Mais tracer ce portrait n’est pas si simple. « Ce qu’on a réussi à saisir dans l’insaisissable, c’est que peu importe les chiffres qu’on a devant nous pour se convaincre, ou essayer de convaincre les autres, que ça va mal ou pas si mal, les gens peuvent faire dire ce qu’ils veulent aux chiffres. » Insister sur la proportion ou le nombre de francophones, par exemple. « Et parce que la langue est liée à la culture et à l’identité, on ne peut pas éviter de tomber dans le piège de l’émotion. Malgré nos plus grands efforts pour être dans les faits, c’est trop proche de nous, trop émotif. »

Il y avait aussi le souci de faire d’Oh ! Canada un spectacle divertissant. Insérée dans un cadre fictif, la pièce comporte des interactions avec le public, et des passages adaptés selon la région de la présentation.

Et à travers l’esthétique du spectacle, « une conférence qui dégénère », la metteuse en scène a tenté de décrier la « folklorisation » de sa culture. « Il y a énormément de mépris et de condescendance par rapport à la pratique théâtrale des francophones hors Québec. Certes, on a des enjeux de professionnalisation : on n’est pas aussi institutionnalisé qu’au Québec, on est très peu financés. Mais l’espèce de mythe demeure que les shows canadiens sont vraiment moins bons. »

Danielle Le Saux-Farmer a donc privilégié, avec ironie, le dénuement dans la facture. Ce deuxième degré a été capté par le public lors de la présentation à Ottawa. « Comme Francos hors Québec, on est vraiment tannés du théâtre identitaire, où il s’agit souvent de questions de survie, de résister. Il y a une réelle volonté de se sortir de ces [sujets]. Et dans la pièce, nos personnages essaient de s’extirper de ces questions émotives pour dresser un portrait statistique. Mais immanquablement, on est réaspirés dans le vortex identitaire… »

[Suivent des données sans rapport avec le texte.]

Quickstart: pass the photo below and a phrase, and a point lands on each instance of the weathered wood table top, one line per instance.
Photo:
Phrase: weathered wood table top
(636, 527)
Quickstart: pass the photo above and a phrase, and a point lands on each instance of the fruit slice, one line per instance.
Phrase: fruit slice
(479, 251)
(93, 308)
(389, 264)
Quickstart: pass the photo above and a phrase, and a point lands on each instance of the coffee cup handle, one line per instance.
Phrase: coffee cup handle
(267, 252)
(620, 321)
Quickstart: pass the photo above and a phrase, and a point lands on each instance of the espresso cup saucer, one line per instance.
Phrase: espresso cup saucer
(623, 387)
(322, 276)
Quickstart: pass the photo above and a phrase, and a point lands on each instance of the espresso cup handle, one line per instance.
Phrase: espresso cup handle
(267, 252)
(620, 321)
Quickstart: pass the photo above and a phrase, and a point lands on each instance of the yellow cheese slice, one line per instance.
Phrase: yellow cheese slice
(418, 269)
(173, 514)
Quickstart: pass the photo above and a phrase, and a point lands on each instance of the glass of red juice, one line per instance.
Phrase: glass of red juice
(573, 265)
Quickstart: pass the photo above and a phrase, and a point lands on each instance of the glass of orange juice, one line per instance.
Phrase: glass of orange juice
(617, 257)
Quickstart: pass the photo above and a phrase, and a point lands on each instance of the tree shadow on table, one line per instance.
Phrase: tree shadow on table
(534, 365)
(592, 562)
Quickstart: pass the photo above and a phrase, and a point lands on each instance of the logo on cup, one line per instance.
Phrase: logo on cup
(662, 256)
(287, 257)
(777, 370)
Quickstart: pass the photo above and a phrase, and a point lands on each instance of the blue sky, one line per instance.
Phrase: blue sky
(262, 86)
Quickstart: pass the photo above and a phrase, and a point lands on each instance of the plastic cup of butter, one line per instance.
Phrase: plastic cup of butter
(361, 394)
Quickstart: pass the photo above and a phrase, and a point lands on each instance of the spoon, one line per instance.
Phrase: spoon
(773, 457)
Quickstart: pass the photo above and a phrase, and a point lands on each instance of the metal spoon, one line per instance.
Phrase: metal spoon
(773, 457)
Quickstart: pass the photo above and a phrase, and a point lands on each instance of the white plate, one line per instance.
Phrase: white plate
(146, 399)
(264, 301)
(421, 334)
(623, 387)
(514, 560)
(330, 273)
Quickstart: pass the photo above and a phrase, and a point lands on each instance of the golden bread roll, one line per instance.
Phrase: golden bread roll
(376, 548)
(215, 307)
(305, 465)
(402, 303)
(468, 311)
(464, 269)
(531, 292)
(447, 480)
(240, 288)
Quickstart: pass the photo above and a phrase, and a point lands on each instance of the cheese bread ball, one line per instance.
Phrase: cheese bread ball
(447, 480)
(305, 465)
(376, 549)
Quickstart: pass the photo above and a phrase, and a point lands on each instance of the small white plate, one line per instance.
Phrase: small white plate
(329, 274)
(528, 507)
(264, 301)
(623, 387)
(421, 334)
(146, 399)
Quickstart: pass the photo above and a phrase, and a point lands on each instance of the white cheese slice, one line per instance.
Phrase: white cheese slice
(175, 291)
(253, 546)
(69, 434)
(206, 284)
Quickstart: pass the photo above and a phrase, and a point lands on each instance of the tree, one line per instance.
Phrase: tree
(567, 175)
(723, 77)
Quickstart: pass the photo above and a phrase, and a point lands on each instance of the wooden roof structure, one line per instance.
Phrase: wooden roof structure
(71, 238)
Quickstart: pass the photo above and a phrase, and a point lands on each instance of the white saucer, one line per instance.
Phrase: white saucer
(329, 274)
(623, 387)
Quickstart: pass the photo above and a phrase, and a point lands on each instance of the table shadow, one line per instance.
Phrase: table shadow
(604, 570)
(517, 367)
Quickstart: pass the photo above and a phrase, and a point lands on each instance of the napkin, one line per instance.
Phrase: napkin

Oh ! Canada – Chapitre 1 : L’est du pays

Texte : Danielle Le Saux-Farmer et Noémie F. Savoie. Mise en scène : Danielle Le Saux-Farmer. Production : Théâtre Catapulte, en collaboration avec la biennale Zones théâtrales du Centre national des arts. À la salle Fred-Barry du théâtre Denise-Pelletier, du 18 février au 1er mars.